Natural Variation under Carbon-Limiting Conditions

Plant growth is fueled by the photosynthetic assimilation of carbon (C) and the assimilation of inorganic nutrients, of which nitrogen (N) is quantitatively the most important. Studies of natural variations in accessions can be used to uncover correlations between parameters across large sets of genotypes, which may provide insights into the structure of physiological, metabolic, or regulatory networks. Cross et al. (pp. 1574–1588) have investigated which metabolic parameters vary and which parameters change in a coordinated manner in 24 genetically diverse Arabidopsis accessions, grown under C-limited conditions. This research was facilitated by recently established sensitive microplate-based assays, which allow rapid measurements of metabolites and enzyme activities in C and N metabolism. The 24 accessions were grown in short days, moderate light, and high nitrate, and analyzed for rosette biomass, levels of structural components (protein, chlorophyll), total phenols and major metabolic intermediates (sugars, starch, nitrate, amino acids), and the activities of seven representative enzymes that are central to C and N metabolism. Rosette size tended to be positively correlated with higher activities of enzymes in central C and N metabolism, and relatively unaffected by levels of key C and N metabolites. Therefore, the authors conclude that growth is not related to the absolute levels of starch, sugars, and amino acids; instead, it is related to flux, which is indicated by the enzymatic capacity to use these central resources.

Proteomics of Seed Dormancy

The Arabidopsis accession from the Cape Verde Islands (Cvi) displays a much deeper seed dormancy than the two accessions that are most widely studied (Columbia and Landsberg erecta). Chibani et al. (pp. 1493–1510) have carried out a proteomic analysis of seed dormancy in Cvi in dormant, freshly harvested seeds, and non-dormant, after-ripened seeds. Their results suggest that proteins associated with metabolic functions accumulate during after-ripening in the dry state leading to dormancy release. Exogenous application of ABA to non-dormant seeds strongly impeded germination. This raises the question of whether natural seed dormancy is physiologically identical to ABA-induced dormancy. The authors report that the protein profiles of dormant seeds were markedly different from those obtained with the non-dormant, after-ripened seeds imbibed in ABA. Thus, the mechanisms blocking germination of the non-dormant seeds by ABA application appear to be different from those preventing germination of naturally dormant seeds.

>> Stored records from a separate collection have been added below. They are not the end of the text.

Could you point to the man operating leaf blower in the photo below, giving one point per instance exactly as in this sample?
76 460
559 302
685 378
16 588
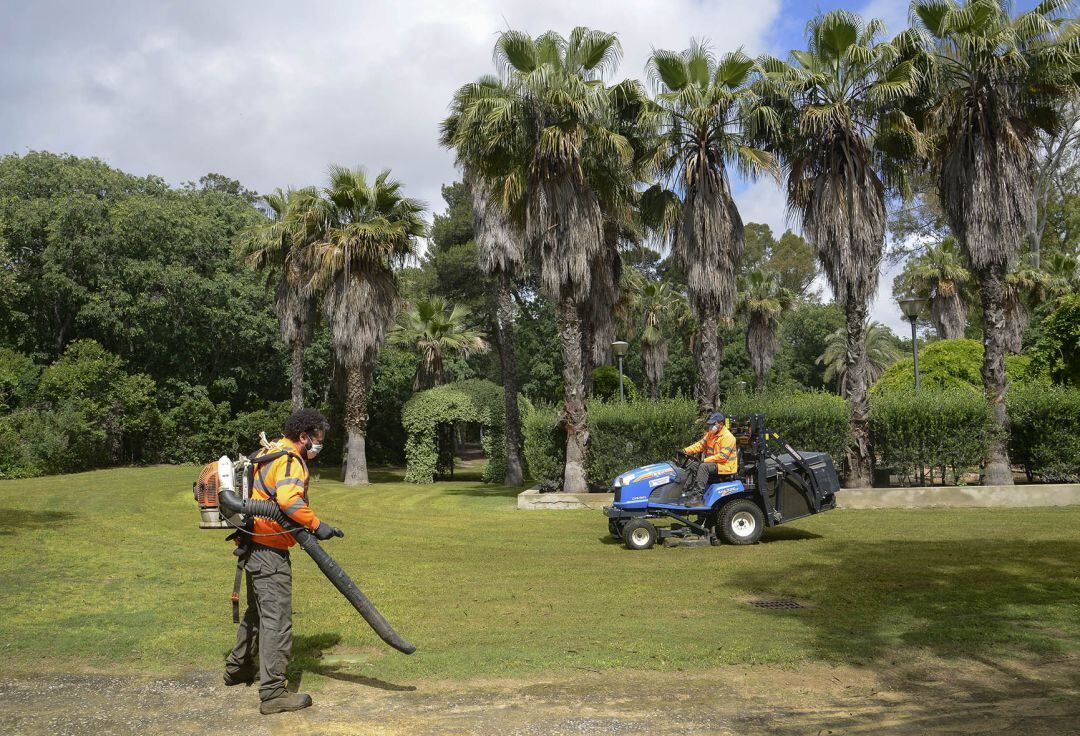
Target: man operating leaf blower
281 474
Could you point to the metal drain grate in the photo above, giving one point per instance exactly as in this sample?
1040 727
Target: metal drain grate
783 603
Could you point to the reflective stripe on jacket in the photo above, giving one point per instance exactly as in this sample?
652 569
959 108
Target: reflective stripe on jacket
285 480
717 447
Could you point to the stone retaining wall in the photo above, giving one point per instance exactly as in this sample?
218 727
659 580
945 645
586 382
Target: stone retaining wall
949 496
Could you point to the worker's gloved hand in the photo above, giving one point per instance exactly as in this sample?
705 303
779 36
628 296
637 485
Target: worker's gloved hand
324 531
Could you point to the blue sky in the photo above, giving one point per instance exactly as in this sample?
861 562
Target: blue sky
272 92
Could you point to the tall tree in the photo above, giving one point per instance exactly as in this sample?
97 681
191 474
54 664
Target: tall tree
763 300
941 276
359 231
706 115
881 351
993 81
499 242
435 329
557 109
277 248
842 137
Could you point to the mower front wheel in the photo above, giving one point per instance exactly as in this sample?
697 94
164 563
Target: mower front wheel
741 522
639 534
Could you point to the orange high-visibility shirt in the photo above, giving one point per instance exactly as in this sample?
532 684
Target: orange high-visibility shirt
719 447
285 480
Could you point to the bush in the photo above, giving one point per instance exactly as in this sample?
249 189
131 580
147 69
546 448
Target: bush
948 363
943 431
623 436
1057 348
1044 437
812 420
473 400
42 442
544 444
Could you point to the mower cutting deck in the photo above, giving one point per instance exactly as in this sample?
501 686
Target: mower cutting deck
775 484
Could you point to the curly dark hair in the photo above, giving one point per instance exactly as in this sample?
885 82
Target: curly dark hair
308 420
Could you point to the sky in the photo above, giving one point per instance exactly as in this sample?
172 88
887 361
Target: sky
272 93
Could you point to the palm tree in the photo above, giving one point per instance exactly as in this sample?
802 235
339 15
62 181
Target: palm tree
359 231
277 248
764 302
881 352
993 81
435 329
842 137
659 306
556 114
940 275
499 243
706 116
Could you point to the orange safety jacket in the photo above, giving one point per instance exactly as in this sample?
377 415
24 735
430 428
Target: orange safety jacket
719 447
285 480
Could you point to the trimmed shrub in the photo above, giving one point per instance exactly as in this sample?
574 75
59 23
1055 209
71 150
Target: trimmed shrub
544 444
624 436
945 431
474 400
812 420
948 363
1044 437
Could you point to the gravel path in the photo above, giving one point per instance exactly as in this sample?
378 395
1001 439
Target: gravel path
925 697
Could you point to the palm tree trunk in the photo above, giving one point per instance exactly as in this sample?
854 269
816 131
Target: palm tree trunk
854 378
504 340
709 363
358 379
574 404
997 469
297 376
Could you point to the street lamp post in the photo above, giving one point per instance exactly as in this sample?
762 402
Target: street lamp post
912 307
619 348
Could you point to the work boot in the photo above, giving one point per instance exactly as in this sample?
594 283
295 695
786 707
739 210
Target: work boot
244 677
285 703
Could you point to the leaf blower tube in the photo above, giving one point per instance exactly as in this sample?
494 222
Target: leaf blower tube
332 570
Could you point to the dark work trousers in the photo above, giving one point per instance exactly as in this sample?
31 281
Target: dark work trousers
267 626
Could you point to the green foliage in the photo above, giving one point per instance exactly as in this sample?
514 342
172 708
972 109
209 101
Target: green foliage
474 400
808 419
1044 430
944 430
624 436
804 336
544 444
948 363
145 270
18 378
1057 348
606 384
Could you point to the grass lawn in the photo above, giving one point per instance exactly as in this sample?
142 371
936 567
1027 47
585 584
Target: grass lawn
108 571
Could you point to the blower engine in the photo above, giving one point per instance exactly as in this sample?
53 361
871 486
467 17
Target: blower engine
221 507
215 477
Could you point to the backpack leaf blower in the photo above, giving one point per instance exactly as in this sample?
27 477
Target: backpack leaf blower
220 507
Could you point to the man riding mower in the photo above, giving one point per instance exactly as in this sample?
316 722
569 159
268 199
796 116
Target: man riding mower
758 480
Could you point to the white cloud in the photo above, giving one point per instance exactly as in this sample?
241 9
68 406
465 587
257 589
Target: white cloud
272 93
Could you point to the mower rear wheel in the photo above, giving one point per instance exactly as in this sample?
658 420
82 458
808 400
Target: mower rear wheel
741 522
639 534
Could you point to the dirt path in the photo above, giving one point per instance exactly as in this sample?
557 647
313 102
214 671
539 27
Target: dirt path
923 697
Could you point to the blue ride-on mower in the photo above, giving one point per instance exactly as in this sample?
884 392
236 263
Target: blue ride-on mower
775 483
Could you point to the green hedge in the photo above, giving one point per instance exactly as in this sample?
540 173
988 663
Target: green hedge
474 400
943 433
807 419
638 432
1044 437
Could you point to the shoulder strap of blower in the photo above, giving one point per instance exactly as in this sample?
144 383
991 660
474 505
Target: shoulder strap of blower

Transcriptomics of the Vasculature of Plantago major Leaf Blades

Pure, intact vascular tissue can be isolated easily and rapidly from the leaf blades of Plantago major (common plantain), a plant model often used for molecular studies of phloem transport. Pommerrenig et al. (pp. 1427–1441) present data concerning the generation, characterization, and application of tools for the analysis of vasculature-specific gene expression in Plantago leaf blades. More than 3,200 independent mRNAs were identified. The specificity of the library was confirmed by the identification of expressed sequence tags (ESTs) of genes previously identified in Plantago companion cells and by the high expression levels of genes known to be vascular-specific in other plants. The authors also identified pathways and enzymes that hitherto have not been widely recognized as being vasculature specific or vasculature typical. For example, they identified mRNAs that encode a mannitol dehydrogenase, an α-amylase, and a Suc phosphate synthase, as well as several mRNAs for the polyamine biosynthetic pathway. The authors also established a transformation technique that they successfully used to confirm the vascular specificity of a Plantago promoter/β-glucuronidase construct. The applicability of the obtained data was also demonstrated for other plant species. Reporter gene constructs generated with promoters from Arabidopsis homologs of newly identified Plantago vascular ESTs revealed vascular specificity of these genes in Arabidopsis also. The data presented concerning vascular ESTs and the newly developed transformation system represent important tools for future studies of the functional genomics of the vasculature of plants.